Rudy told me he was anticipating the next question: “how the heck did you end up coaching with the New York Yankees?” I’ll let Rudy explain it for himself:
“I was playing in Colombia during Winter League that year… when I got a call from Rick Downs, the NYY hitting coach, offering me the position; Rick by the way was my hitting coach in the Seattle Mariners Organization. They always said that winning in New York was big…well! They came up short! Winning the 1996 World Series was the ultimate accomplishment in anyone’s career. From winning it all, the parade, to receiving the key to the city from the Mayor at the time, Rudy Giuliani, and receiving my ring from Brian Cashman, has never been topped! This is everyone’s dream and it happened to me!
I asked Rudy if he ever met George Steinbrenner and he answered quite simply: “First of all, Mr Steinbrenner was a class act! One thing about him…behind closed doors he was known for his big heart! Many special things happened that never went public”.
That was the season that saw the Yankees bring in some young talent: Derek Jeter, Andy Pettitte, Mariano Rivera and Jorge Posada. Rudy was right there to witness the start of the Core Four: “As for the Core of the Yankees….everyone saw the talent, but no one imagined what would transpire….from World Series champions to future Hall of Famers.”

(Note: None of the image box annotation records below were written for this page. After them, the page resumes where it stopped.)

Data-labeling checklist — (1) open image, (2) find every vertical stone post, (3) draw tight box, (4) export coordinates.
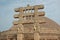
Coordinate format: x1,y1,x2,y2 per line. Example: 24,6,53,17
17,33,24,40
17,8,24,40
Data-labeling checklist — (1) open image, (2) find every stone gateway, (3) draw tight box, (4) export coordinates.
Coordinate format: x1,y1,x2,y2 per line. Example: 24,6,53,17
0,5,60,40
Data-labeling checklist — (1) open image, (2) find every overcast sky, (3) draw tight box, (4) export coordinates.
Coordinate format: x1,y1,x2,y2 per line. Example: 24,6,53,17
0,0,60,31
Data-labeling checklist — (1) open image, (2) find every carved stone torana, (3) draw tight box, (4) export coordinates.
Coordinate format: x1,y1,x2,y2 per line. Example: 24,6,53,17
0,5,60,40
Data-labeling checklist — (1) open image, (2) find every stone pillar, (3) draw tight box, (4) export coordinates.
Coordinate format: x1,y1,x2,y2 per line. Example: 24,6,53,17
34,33,40,40
17,34,24,40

I personally got to know Rudy when he became both the 1st base coach and bullpen catcher for the Winnipeg Goldeyes in 2008. Chatting with players and coaches as devoted Goldeyes fans do, I got to know Rudy pretty quickly. When I found out that he had been a coach for the 1996 World Champion New York Yankees, I couldn’t ask enough questions. We ended up chatting most every day…a New York Yankee World Series champion talking baseball with me, yet Rudy never made me feel like he was superior. “Chuck, I treat everybody the way I would like to be treated.” One of my great memories with Rudy was bringing him back cigars from his homeland, Cuba.
Rudy always had time for the fans in Winnipeg; I asked him what he would like to say to his fans/friends back here in Winnipeg. From Miami, Florida, Rudy sends these words:
“What can I say, that Hilda and I have not felt in our hearts? If I were to name every single person whom to this day remain our friends, the list would never end. They know who they are.”

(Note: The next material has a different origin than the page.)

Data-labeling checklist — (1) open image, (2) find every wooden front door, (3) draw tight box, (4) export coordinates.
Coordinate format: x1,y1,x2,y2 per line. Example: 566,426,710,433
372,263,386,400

Rudy spent the past few seasons as the bullpen coach and mentor to the young Latin players on the Baltimore Orioles; he is now settling into the life of a Grandpa; “being a grandpa is like seeing your child all over again; for me it has been both a blessing and a privilege. I am enjoying my kids to the max and I love them to no end…and Hilda, she is an exceptional grandmother.”
A pretty good life I’d say; a life of baseball and a great family…pretty sweet Mr. Arias.